Söylenenleri daha iyi görmek için iki farklı gelişme aşaması bir fikir verebilir. Kapitalizmin henüz tam gelişmediği ülkelerde sınıf mücadelesi yani proletaryayla kapitalistler arasındaki savaşım, tam gelişme olanağı bulamıyordu. Proletaryayla, burjuvazi arasında başka engeller, geçmişten kalma pislikler duruyordu. Rusya’da 1900 başında otokrasi gibi. Proletarya burjuvaziyle doğrudan hesaplaşmak için aradaki bu pisliği devrimle kaldırmak zorunda kaldı, sınıf mücadelesi bu yüzden sancılı oldu. Orada hem bu engel, hem burjuva egemenliği, sınıf bilinçli devrimci parti önderliğindeki devrimci sınıf savaşıyla ortadan kaldırıldı. Modern kapitalist ülkelerdeyse, proletaryanın savaşıyla kapitalist egemenlik arasında başka bir engel tarihsel olarak zaten ortadan kalkmıştır. Fakat, 20. yüzyılın ortalarında aradaki birçok sosyalist ve komünist parti devrimci niteliğini yitirdiği için, sınıf mücadelesi tam gelişim gösteriyor. Kapitalist toplumun tüm yüzeyi, bu iki karşıt sınıf arasında tam bir savaş arenasıdır. Savaş her noktada ve bütün alanlarda yani pratik, politik ve ideolojik (teorik) alanlarda tam istim ilerliyor.
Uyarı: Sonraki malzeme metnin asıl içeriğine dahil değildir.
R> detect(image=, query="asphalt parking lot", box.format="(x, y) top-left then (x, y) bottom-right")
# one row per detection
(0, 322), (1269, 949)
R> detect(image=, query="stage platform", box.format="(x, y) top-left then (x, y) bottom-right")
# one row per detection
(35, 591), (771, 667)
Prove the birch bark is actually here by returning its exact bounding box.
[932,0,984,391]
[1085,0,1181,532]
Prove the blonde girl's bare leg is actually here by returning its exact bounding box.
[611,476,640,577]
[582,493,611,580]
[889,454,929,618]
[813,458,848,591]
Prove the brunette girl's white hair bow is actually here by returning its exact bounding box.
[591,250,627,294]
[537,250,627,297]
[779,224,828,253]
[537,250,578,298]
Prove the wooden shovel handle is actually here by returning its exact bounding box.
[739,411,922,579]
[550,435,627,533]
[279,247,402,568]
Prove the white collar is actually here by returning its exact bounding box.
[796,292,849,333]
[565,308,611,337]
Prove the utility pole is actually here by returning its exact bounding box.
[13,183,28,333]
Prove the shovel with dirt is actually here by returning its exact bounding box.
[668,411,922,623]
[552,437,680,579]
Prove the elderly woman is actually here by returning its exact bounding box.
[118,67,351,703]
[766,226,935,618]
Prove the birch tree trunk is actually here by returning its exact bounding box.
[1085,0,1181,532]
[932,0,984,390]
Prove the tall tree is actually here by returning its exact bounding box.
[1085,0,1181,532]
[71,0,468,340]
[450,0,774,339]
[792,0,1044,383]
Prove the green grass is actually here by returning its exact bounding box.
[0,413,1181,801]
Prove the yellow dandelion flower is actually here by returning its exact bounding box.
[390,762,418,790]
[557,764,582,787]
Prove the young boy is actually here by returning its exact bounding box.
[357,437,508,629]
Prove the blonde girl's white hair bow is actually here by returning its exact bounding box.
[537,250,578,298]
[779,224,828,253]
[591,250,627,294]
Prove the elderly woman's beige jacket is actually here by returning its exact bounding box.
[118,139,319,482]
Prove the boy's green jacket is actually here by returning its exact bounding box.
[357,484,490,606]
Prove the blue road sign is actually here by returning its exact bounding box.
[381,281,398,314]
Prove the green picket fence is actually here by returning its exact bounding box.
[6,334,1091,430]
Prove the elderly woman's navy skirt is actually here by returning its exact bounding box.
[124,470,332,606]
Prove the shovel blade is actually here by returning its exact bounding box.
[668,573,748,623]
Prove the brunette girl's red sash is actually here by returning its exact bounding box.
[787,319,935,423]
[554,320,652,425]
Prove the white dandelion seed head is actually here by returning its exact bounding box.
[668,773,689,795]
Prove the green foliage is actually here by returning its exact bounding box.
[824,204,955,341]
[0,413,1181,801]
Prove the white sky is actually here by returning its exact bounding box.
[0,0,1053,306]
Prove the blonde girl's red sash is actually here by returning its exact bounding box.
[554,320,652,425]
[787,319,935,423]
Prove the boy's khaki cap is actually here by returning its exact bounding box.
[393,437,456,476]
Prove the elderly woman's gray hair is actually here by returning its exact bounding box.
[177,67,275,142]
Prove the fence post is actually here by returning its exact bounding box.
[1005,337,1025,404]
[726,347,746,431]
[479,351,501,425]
Sınıf mücadelesinin tam gelişme sürecine girmesi, devrimci kitlelerin sayısının artarak büyük bir güce dönüşmesi, iktidar sorununu, ivedi olarak çözülmek üzere öne çıkardı. İktidar sorununu çözecek olan devrimci kitlelerdir. Büyük devrimci kitlelerin varlığına rağmen iktidar sorununu çözmeye pratik olarak yönelmemek, daha ağır bedellerle çözmek üzere, sorunu geleceğe bırakmaktır.

Devrimci kitlelerin büyük bir güç olduğu, sadece bir iki kentle sınırlı olmayıp, Gezi Halk Ayaklanmasının da gösterdiği gibi, neredeyse tüm kentlere yayılmış olduğu tartışmasız bir olgudur; ama aynı zamanda gözardı edilen bir olgu... Devrimden uzak duranların, aktüel bir sorun olarak onu boşlayanların, göze batan bir olguyu bile gözardı etmelerinin şaşılacak bir yönü yok. Halbuki, devrimci kitlelerin her yerde karşılaşılan varlığı ve sürekli olarak kurulu toplumsal sistemle çatışma içinde olması, tarihin itici gücüdür. Bu, tarihsel olarak başlı başına önemli bir gelişim ve değişimdir. Yeni bir tarihsel dönemin eşiğindeyiz. Bu, büyük nesnel olanakların artan varlığı ve sınıf savaşımının devrimci biçim alması nedeniyle böyledir.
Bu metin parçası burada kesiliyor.